The GALC gene provides the instructions for creating an enzyme necessary for maintaining a healthy nervous system. Mutations in this gene lead directly to a severe, progressive neurological disorder. These genetic changes compromise the body’s ability to process certain fatty substances, resulting in their toxic accumulation. This failure sets off cellular destruction that underlies the pathology of Krabbe disease.
The Role of Galactocerebrosidase
The GALC gene directs the production of galactocerebrosidase (GALC), an enzyme that functions inside lysosomes, the cell’s recycling centers. GALC is responsible for the breakdown (hydrolysis) of specific lipids known as galactolipids in the nervous system and kidneys. The enzyme’s main substrates are galactosylceramide and a highly toxic lipid called psychosine.
Galactosylceramide is a structural component of myelin, the fatty sheath that insulates nerve fibers. Normal GALC activity breaks down old lipids as part of the regular myelin turnover process. Psychosine is a byproduct of myelin production that is toxic to cells, but GALC quickly breaks it down under healthy conditions. When the GALC gene is mutated, the enzyme deficiency causes both substrates to remain undegraded within the lysosome.

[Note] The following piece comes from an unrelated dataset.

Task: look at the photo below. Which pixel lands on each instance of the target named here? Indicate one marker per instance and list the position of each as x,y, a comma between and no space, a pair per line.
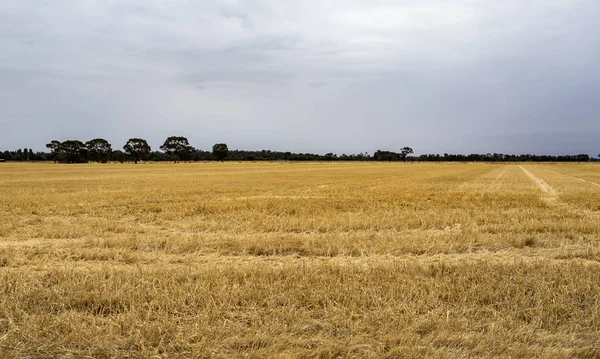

The Connection to Krabbe Disease
A deficient or non-functional GALC enzyme is the direct cause of Krabbe disease. This deficiency halts the metabolic clearance of galactolipids, leading to the accumulation of psychosine to high levels in the central and peripheral nervous systems. The buildup of this toxic lipid is the primary mechanism of neurological damage in the disorder.
Psychosine destabilizes cell membranes and triggers pathways that induce oxidative stress in myelin-producing cells. This toxicity causes the death of oligodendrocytes in the brain and Schwann cells in the peripheral nerves, leading to widespread demyelination. The destruction of myelin prevents nerves from transmitting signals properly, causing progressive neurological impairment. Macrophages attempting to clear the accumulated lipids transform into multinucleated “globoid cells,” a distinctive pathological feature of the disease.
Understanding Krabbe Disease Inheritance and Symptoms
Krabbe disease follows an autosomal recessive inheritance pattern, meaning a child must inherit a mutated GALC gene from both parents to develop the condition. Carriers, who have one normal and one mutated copy, are typically healthy but have a 25% chance of passing the disease to their child during each pregnancy. Over 200 different GALC gene mutations have been identified, and the specific combination of these variants influences the severity and age of onset.
Infantile-Onset Krabbe Disease
The most common and severe form is infantile-onset Krabbe disease, with symptoms beginning around four to six months of age after normal development. Early signs include extreme irritability, fevers, feeding difficulties, and increased sensitivity to noise. As the disease progresses, infants experience rapid developmental regression, spasticity, muscle weakness, vision and hearing loss, and seizures.
Later-Onset Forms
Later-onset forms appear in childhood, adolescence, or adulthood and progress more slowly. Initial symptoms may include difficulty walking, vision changes, or sensory neuropathy. These milder presentations are often due to residual activity from the defective GALC enzyme.
Diagnosis and Current Treatment Approaches
Diagnosis begins by measuring GALC enzyme activity, often performed through newborn screening (NBS). A finding of low activity requires immediate follow-up with a second-tier test, such as measuring the level of toxic psychosine in the blood. The definitive diagnosis is confirmed by genetic testing to identify two pathogenic mutations in the GALC gene.
Early detection via newborn screening is important because the only treatment that significantly alters the disease course must be administered before symptoms begin. This treatment is Hematopoietic Stem Cell Transplantation (HSCT), typically using umbilical cord blood stem cells from a healthy donor. HSCT replaces the patient’s faulty cells with donor cells that produce functional GALC enzyme, which migrates into the central nervous system to clear toxic psychosine. While HSCT is not a cure and is less effective once symptoms have started, it can slow or halt neurological damage in pre-symptomatic infants. Research continues into advanced therapies like gene therapy, which aims to deliver a healthy copy of the GALC gene directly into the nervous system.